Preventing complaints is probably the most important thing you can do in customer service. If you stop things from going wrong, customers likely won’t have to contact you for service. Despite how good your customer service is, most customers won’t want to have to deal with it – they prefer that everything works by itself.

So, how do you prevent complaints? This isn’t the right blog to read if you want to know how to prevent complaints. For that, you’d probably have to read a blog about business, operations, engineering, or anything else that may be related to your business and making sure things go correctly all the time. However, I’ll do my best to provide the short version of preventing complaints.

Be pro-active.
You’ll notice a common theme here: being pro-active is important. You should have some sort of monitoring procedures in place that will let you pro-actively notice and fix problems.

  • Actually use your product. If you actually use your product, chances are, you’ll run into problems with it eventually. You can then fix these problems, and see if there are any similar problems with other products (or other servers, etc.).
  • Have monitoring software. Even if you don’t believe it in, use some sort of monitoring software. Even if it’s just to see if your company’s servers are responding, use some sort of monitoring software to see what’s going on with your company.
  • Look for problems. Use your product or service and actually look for things that aren’t perfect. This may sound like a waste of time, but you should have your customer service representatives look for problems when the helpdesk isn’t very busy (it’s better than doing online shopping, emailing friends, etc.).

Make it hard to complain.
Make it so annoying and difficult to complain that customers don’t even bother. This is the best way to prevent complains. (Just kidding! Only do this if you want your customers to cancel (probably by issuing chargebacks) instead of complain.)

Have scheduled maintenance.
If you have do to do some maintenance that requires your server to go down, do it pro-actively. Don’t just say “Oops, there was a problem – we’re fixing it (during primetime).” Instead, fix it at 2 A.M. on Sunday, or whenever your service is being used the least. Ensure you notify customers of the maintenance in advance and provide any compensate to inconvenienced customers (if they do complain).

Don’t let it escalate.
If a customer sends in a support request, calls you, or whatever, be sure to deal with the issue as quickly and effectively as possible.
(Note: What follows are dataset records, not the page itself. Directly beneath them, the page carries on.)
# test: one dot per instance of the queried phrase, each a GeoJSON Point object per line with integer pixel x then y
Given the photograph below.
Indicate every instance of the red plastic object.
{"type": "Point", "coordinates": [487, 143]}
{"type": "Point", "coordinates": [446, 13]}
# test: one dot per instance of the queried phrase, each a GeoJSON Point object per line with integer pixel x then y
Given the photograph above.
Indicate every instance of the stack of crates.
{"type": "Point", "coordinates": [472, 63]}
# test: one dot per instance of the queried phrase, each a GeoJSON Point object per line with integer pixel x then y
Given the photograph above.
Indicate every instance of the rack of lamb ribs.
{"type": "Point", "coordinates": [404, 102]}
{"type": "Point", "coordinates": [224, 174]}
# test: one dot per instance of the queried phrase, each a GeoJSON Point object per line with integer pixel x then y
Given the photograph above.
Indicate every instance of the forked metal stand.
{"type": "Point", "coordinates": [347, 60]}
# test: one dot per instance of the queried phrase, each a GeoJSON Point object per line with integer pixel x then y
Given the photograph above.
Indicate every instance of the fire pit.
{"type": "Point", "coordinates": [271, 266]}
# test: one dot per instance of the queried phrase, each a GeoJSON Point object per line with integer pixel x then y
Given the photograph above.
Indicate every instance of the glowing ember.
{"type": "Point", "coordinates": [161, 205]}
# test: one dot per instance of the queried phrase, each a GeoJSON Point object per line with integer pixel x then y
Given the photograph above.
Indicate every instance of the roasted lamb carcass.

In short, don’t let problems escalate to where they become more formal complaints. That’s when you start running into problems.
Short post today, but I may edit it later this evening with some additional information.

Preventing complaints can be tough, but in the end, it’s certainly worth it. You’ll save lots of time, money, and trouble if you can fix things before they break.

One Response to “Preventing complaints.”

  1. Hughie Poole said:

    Jan 10, 07 at 1:49 pm

    I am delivering a workshop on complaints soon. I am really looking for 2 lists related to complaints. The first listing giving causes and the second listing prevention. Can you help me?